Like VR and AR, the early use cases revolve around asset management and training, but the metaverse has the potential to offer value throughout the lifecycle of an asset – from strategy and conception to simulation and maintenance. The metaverse offers business leaders and other key decision makers the ability to visualize and engage with assets and environments, rather than simply looking at PowerPoint presentations in the boardroom.

Moving to Unaccessible Places

This is where industrial technologies like IoT and digital twins can bridge the gap between the digital and physical worlds, says Marc Bringuier – AR and immersive technologies expert with digital technologies provider PTC.
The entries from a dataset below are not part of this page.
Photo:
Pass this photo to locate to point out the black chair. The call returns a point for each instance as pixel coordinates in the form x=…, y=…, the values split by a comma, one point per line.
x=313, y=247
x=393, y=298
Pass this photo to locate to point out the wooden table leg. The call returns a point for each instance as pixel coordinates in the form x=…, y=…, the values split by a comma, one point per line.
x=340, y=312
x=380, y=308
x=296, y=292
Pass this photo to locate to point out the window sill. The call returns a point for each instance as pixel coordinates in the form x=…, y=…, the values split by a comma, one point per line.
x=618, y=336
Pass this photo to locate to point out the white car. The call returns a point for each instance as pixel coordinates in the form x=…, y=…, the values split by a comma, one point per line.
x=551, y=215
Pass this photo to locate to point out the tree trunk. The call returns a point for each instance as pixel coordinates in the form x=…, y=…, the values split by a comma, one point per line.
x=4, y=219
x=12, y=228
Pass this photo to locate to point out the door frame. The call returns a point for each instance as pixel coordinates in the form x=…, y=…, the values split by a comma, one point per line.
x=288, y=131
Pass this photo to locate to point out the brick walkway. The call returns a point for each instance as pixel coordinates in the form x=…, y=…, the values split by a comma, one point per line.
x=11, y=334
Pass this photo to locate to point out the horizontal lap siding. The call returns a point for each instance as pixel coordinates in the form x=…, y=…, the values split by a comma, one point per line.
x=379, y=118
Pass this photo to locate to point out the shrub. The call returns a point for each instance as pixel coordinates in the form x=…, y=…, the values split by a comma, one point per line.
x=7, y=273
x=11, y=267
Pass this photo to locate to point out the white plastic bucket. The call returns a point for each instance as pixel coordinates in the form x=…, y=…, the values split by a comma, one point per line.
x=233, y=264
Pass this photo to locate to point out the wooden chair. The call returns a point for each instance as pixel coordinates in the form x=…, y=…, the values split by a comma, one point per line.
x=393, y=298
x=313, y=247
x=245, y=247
“Working in the metaverse makes it easy for your experts, wherever they are in the world, to have a global view of operations and then focus on a specific plant, production line or individual machine. Tying together the physical and digital worlds means people can engage with that environment in real time, rather than simply working with static models. When it comes to training, the metaverse can build on your existing AR and VR training environments, letting you bring in your people from around the world for a shared interactive experience.”

Along with bringing people together, the metaverse can also transport them to places that are impossible to access, from managing the cooling pumps in a nuclear reactor to managing the James Webb Space Telescope in orbit.

Collaborating in the metaverse not only offers people the ability to easily move between locations, but also the ability to scale up and down, such as studying an electric car design and then zooming in to examine the performance of the battery system on an atomic scale, says Christophe Bianchi – EMEA High Tech & Semiconductor Director at engineering simulation software provider Ansys.

Rather than just providing a view of objects and models in isolation, the metaverse can also add context to show how they interact with their real-world environment. 

For example, the metaverse can recreate how a network of satellites maintains communication between a fleet of vessels, scaling down to examine interference at the RF radio frequency level, Bianchi says.

“There are often a lot of interdependencies when it comes to the sub-component and component levels, as well as the system and system of systems levels, making it valuable to be able to scale from atomic level to mission level while allowing for real-world conditions.”

He also adds:

“One of the key strengths of the metaverse is that it can be tied to the real universe, remaining completely in sync with real life, to ensure people in the metaverse are working with facts rather than fiction.”